Originally Posted by bob_m10
It seems strange to me that you would use the efficiency of bracing to determine or increase DB output of the sub. I would imagine you would determine an appropriate enclosure volume during design phase of the sub and then look to efficient bracing schemes to shrink the size/weight or lower cost of building the box like Bill has been recommending.
Sometimes the sheet material decides what is efficient. Like my white speakers:
The depth is exactly the max you can get from using half the width of the sheet material I used. And the height is exactly the max you can get from the height of the sheet material, if you want two sections in the height of the sheet. And the baffle is exactly the smallest size you can have, and still fit the woofer dimension by width. And just a few inches taller than it needs to be to fit the woofer, horn and two vents on the baffle face (so that the vents don't have to be elsewhere). The vent is precisely as long as is possible without having bends (which wouldn't fit because of the massive woofer basket). And the vent is precisely as big area as to avoid port noise (there's danger of port noise at 50-60hz at extreme output though, still haven't gotten the opportunity to test if the vents need to be slightly bigger for max output).
I built these two speakers from three 600x2400x22mm sheets of HDP and still had strips left for strengthening (but didn't use any strengthening, its so stiff material and wanted to know how exactly they would behave alone, these aren't the "production-run" versions after all).
Therefore, the response leaves something to be desired.
If I can make the next version of this enclosure stiffer than this one, yet have more internal room, even by a couple liters, then the output can be significantly better at low frequencies. Well, "significantly" by my use of the word. And just touching the faces, even the top and bottom faces that are reinforced with steel handles and speakon terminals, there's significant movement. Well, "significant" as I use it, I want zero detectable movement if I can get it. Then I can remove almost all the filler (there's about 2cm layer of fiber on all six surfaces).
I'm even trying to find out how much benefit there would be in changing from the 40kg/m^3 pillow-filler to 800kg/m^3 of coconut coir matting for erosion control.
You could of course use the more volume-efficient bracing to double or triple the amount of bracing you have. Perhaps not a benefit on certain subwoofers, but at least for LCR's its almost never enough stiffening (the way high end speakers get around this is simply to fill it with several layers of different density of stuffing material. Completely 100% stuffed speakers aren't uncommon). If I didn't want to lose bass output from my standalone LR setup I might just have filled them completely with stuffing as well.

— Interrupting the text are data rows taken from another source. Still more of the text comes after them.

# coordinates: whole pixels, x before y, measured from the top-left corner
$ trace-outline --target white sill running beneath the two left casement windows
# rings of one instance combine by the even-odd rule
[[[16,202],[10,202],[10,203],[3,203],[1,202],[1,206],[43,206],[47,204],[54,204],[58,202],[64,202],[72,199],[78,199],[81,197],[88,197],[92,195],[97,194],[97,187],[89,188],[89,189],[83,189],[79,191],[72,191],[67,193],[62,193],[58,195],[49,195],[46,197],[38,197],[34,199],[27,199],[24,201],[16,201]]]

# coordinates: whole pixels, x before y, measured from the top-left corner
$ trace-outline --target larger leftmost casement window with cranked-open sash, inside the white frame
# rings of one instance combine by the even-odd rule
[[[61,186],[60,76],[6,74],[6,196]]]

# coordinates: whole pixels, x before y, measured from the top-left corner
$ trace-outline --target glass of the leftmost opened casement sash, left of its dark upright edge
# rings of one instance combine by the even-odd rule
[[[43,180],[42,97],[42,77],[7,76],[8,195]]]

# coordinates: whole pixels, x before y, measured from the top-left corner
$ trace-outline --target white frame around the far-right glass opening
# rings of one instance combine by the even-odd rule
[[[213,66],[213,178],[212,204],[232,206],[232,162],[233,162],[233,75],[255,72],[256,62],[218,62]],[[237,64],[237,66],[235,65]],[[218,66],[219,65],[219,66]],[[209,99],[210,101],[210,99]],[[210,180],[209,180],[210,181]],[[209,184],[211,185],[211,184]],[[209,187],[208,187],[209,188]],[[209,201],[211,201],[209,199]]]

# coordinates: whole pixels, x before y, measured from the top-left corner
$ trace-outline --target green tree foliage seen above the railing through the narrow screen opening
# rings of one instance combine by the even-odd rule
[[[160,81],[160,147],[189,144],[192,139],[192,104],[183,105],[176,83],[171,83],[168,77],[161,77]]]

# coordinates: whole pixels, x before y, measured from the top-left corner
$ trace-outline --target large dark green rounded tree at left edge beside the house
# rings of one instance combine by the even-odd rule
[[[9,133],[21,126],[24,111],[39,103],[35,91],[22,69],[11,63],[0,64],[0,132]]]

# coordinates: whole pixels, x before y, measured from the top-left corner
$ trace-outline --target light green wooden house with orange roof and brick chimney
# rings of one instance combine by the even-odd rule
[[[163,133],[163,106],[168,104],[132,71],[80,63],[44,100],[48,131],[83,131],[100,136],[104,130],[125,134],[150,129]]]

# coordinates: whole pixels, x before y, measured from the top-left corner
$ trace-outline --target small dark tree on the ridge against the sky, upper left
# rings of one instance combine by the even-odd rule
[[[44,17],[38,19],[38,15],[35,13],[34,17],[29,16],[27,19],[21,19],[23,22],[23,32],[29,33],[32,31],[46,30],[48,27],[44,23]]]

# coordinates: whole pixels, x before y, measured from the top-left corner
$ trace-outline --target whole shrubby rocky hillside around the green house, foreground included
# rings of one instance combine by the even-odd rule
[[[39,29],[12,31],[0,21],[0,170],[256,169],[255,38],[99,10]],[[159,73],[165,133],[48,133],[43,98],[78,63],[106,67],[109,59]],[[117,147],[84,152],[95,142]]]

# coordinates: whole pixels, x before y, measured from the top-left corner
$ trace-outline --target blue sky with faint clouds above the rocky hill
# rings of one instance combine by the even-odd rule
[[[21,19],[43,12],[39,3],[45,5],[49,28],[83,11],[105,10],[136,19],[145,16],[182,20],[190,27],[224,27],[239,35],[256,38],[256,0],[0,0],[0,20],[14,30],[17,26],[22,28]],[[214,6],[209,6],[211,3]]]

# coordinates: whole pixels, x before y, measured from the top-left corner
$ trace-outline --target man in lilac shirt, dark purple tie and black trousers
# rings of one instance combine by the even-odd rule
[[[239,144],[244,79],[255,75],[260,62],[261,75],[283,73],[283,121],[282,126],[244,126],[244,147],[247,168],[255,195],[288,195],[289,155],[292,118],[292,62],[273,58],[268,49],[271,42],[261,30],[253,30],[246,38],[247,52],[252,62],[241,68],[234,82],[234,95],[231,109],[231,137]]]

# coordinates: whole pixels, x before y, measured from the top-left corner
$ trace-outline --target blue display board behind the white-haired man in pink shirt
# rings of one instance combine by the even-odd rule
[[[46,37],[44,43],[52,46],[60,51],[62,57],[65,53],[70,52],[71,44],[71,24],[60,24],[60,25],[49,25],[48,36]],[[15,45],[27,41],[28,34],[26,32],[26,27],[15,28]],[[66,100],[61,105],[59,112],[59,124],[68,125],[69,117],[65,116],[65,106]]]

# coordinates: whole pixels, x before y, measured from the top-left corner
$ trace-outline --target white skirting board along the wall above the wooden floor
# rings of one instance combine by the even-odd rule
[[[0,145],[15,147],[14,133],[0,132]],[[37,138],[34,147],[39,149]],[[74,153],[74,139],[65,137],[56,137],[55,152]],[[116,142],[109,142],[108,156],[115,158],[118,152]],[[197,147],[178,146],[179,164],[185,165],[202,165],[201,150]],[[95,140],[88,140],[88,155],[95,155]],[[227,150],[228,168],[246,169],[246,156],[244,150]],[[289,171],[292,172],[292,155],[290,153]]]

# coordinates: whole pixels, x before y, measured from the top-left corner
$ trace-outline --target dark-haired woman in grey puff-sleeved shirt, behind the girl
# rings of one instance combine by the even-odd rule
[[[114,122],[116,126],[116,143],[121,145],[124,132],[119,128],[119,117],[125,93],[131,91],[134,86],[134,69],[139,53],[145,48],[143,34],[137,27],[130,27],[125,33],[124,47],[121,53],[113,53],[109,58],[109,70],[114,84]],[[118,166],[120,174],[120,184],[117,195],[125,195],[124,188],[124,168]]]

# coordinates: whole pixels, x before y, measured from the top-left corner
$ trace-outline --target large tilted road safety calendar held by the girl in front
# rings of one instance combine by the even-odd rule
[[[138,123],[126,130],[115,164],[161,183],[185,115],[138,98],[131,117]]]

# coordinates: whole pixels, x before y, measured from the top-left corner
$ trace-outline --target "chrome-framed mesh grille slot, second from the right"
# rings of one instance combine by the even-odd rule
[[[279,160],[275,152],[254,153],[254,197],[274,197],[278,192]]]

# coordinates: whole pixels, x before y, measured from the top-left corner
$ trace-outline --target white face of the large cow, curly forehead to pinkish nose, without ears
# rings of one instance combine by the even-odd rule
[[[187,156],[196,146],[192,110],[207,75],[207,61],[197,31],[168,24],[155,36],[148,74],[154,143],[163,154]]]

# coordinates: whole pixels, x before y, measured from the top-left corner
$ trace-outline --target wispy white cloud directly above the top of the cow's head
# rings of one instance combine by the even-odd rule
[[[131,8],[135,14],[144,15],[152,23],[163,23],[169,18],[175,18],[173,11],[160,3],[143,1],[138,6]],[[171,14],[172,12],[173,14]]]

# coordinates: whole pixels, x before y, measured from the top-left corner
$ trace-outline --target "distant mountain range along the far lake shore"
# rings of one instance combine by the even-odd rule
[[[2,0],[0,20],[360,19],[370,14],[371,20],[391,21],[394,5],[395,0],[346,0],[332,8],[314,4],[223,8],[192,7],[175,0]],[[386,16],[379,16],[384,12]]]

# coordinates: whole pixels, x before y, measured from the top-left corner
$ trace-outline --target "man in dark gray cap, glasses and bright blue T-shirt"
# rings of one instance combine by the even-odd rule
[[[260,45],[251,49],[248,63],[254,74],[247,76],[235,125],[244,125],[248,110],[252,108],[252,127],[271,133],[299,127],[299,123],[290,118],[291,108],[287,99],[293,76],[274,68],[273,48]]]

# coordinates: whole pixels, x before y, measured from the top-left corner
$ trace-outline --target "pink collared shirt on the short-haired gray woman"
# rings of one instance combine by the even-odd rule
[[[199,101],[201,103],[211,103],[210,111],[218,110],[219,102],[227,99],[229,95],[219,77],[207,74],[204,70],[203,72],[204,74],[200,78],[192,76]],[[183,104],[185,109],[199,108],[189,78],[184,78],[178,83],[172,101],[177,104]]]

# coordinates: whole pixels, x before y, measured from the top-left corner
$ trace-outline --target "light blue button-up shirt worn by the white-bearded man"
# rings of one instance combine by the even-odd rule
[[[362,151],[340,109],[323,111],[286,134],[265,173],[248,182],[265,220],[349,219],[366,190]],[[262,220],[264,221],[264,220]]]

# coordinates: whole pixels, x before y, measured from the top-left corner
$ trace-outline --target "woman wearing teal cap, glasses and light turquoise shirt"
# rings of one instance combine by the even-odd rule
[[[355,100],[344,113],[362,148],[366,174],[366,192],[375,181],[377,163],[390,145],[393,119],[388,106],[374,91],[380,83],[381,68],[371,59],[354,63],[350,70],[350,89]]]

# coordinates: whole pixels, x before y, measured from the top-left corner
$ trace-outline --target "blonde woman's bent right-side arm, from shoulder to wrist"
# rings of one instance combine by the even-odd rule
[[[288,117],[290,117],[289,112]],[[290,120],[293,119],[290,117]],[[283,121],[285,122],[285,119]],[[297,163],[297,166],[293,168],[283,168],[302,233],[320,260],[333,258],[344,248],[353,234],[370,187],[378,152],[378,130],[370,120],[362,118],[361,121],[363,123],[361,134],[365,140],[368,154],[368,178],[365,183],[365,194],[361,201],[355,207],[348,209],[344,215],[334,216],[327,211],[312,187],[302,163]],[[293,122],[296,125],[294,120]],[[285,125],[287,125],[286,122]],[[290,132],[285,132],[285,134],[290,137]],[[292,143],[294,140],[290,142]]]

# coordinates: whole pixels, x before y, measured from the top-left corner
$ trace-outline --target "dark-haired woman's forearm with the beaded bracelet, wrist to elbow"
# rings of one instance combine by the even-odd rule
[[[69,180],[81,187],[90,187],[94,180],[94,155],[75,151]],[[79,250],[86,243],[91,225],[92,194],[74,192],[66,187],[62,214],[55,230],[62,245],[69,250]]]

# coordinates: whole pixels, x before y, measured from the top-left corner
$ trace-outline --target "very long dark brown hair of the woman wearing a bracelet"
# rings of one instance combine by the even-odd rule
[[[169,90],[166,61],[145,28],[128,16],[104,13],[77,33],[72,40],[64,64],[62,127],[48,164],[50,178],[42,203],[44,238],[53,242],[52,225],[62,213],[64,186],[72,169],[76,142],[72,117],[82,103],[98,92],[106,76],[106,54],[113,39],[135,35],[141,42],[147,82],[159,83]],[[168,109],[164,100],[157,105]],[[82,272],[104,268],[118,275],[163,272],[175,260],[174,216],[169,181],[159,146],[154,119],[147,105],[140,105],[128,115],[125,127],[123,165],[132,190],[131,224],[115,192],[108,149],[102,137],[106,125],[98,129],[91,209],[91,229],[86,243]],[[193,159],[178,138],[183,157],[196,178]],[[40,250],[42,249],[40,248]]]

Originally Posted by Augerhandle
I call bull*****. Stick bracing for a typical Marty Sub takes up less than 2.25% of the net volume. reducing that percentage will not make any appreciable difference to how the subwoofer works or sounds. One might as well install mini I-beams, it would still be as pointless.
If you have a certain external size limit, like me as explained above, then the more volume your bracing uses the less efficiency you get. For people who are so far along the line so as to have 4+ big subwoofers and whatnot, then 1db here or there is a lot of money. Doubling the amount of woofers and amps would add only 6db, so you want every bit of efficiency you can reasonably expect to get from what is very very very cheap comparatively (bracing the enclosure, even if complex bracing, its still cheap, it practically only costs time).
Btw, a typical marty isn't braced a lot. It doesn't really need to be. But in any case you could get a lot more output if you didn't need any filler in a marty because of having a very rigid enclosure. Well, "a lot more" being comparative to its cost. 1db more output from a double subwoofer setup by bracing and removing filler isn't difficult. If it costs you 2 grand to double your wooferage to 4 with twice the amps, then 1db for 10 bucks or something in glue in addition to some cut-off material, is a quite rational expenditure of calories.
If you get the material to reach farther, getting more stiffness for the same volume of material, its even better. And once we figure out a very very efficient bracing scheme, it will be as easy for everyone to copy as a marty design for UM18-22 or something.